Dancers, as well as many other athletes, are extremely prone to many injuries, in particular, injuries to the foot and ankle. One of the most common among these injuries that are seen notably in dancers is called Achilles Tendonitis. Achilles Tendonitis is derived from the Greek legend of Achilles. The term Achilles Tendon is derived from this myth in which the Greek god Achilles was dipped in the river Styx to become immortal. The back of his ankle did not touch the water, therefore rendering his ankle vulnerable to common human pain.

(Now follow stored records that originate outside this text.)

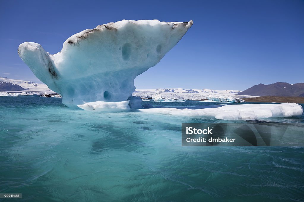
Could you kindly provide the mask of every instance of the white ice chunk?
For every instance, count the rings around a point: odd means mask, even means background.
[[[161,113],[177,116],[206,116],[225,120],[290,117],[301,116],[303,112],[302,106],[295,103],[230,105],[215,108],[197,109],[167,108],[143,109],[140,110],[153,114]]]
[[[230,103],[244,103],[245,101],[240,98],[238,98],[232,96],[227,96],[217,95],[210,95],[207,96],[209,100],[216,102],[223,102]]]
[[[123,20],[76,34],[54,55],[25,42],[18,54],[35,75],[69,106],[126,100],[135,77],[155,66],[193,23]]]
[[[156,92],[152,96],[152,99],[154,100],[155,102],[163,102],[165,100],[164,99],[161,97],[161,92],[159,91]]]
[[[127,111],[130,110],[129,106],[130,101],[123,101],[119,102],[108,102],[96,101],[86,103],[78,106],[78,107],[87,111],[94,111],[97,112],[117,112]]]

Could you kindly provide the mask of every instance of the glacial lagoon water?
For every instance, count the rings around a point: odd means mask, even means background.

This is why the tendon that runs down the back of the ankle is known as the Achilles Tendon, and as the story goes, can cause much pain when injured. Unlike most tendons in the human body, the Achilles Tendon lacks its own rich blood supply. Because of this lack of a rich blood supply, many dancers are consequently prone to injury and chronic Achilles Tendonitis. The severity of Achilles Tendonitis may vary from a mild irritation and inflammation, to the thinning of the fibers themselves. This can lead to swelling, and more severely leading to adhesions between the tendon and its sheath.
Symptoms of Achilles Tendonitis can be very deceiving. Sharp pains a dancer may experience can subside while dancing and then return before completing the dance or production. This is a problem because one can further injure themselves when this scenario occurs. Achilles tendonitis in dancers can be caused by many factors. These factors may include ignoring heel pains, overworking the feet and ankles, overstretching (as well as not stretching enough), breaking in new shoes (also not wearing supportive shoes), and most commonly, not warming up and cooling down properly.
With all of these factors, a dancer can easily develop any form of Achilles Tendonitis, or other injuries. Another reason many dancers are susceptible to Achilles Tendonitis can be associated with the fact that they work in a plantar flexion, which is the extension of the ankle resulting in the forefoot moving away from the body. Consequently, dancers develop tighter heel cords than the average person. Also, in dancers it is almost impossible to avoid stretching the Achilles while dancing. Many positions dancers use frequently may place an extra strain on the Achilles, particularly a position of low releve.
With a bone prominence in the posterior superior portion (upper back portion) of the calcaneus (heel bone), the condition is more likely to occur because the bone and tendon rub together. This can be a problem for many dancers who may take short leaves of absence, and then upon returning to dance they may instantly see symptoms again. Treatment for Achilles Tendonitis varies from person to person. Complete inactivity would probably be considered the best treatment along with anti-inflammatory medication, and applications of ice and heat.
There are other medical treatments available for this pain. To lessen the amount of fluid build up, as well as to control pain, there are a plethora of anti-inflammatory medications available. Ultrasound therapy is also a fairly new form of treatment. The high-frequency waves are transmitted through a tens unit and will stimulates damaged tissue, healing the tendon faster. (Dance technique, p. 2) It would be most imperative for the dancer to wear heel lifts in their shoes on a daily basis, when walking, running, or dancing.
Although many dancers may put themselves in high-risk situations regarding their health, they continue to do it with passion. Prevention of injuries with particular attention to the Achilles Tendon is one of the most important aspects self care in the dancing world. A dancer providing care and concern for his or her body will be able to maintain their dancing activity as long as possible, and with much less pain to endure. Taking care of something as simple as one’s Achilles tendon will provide one with a greater benefit in their present and future dancing careers.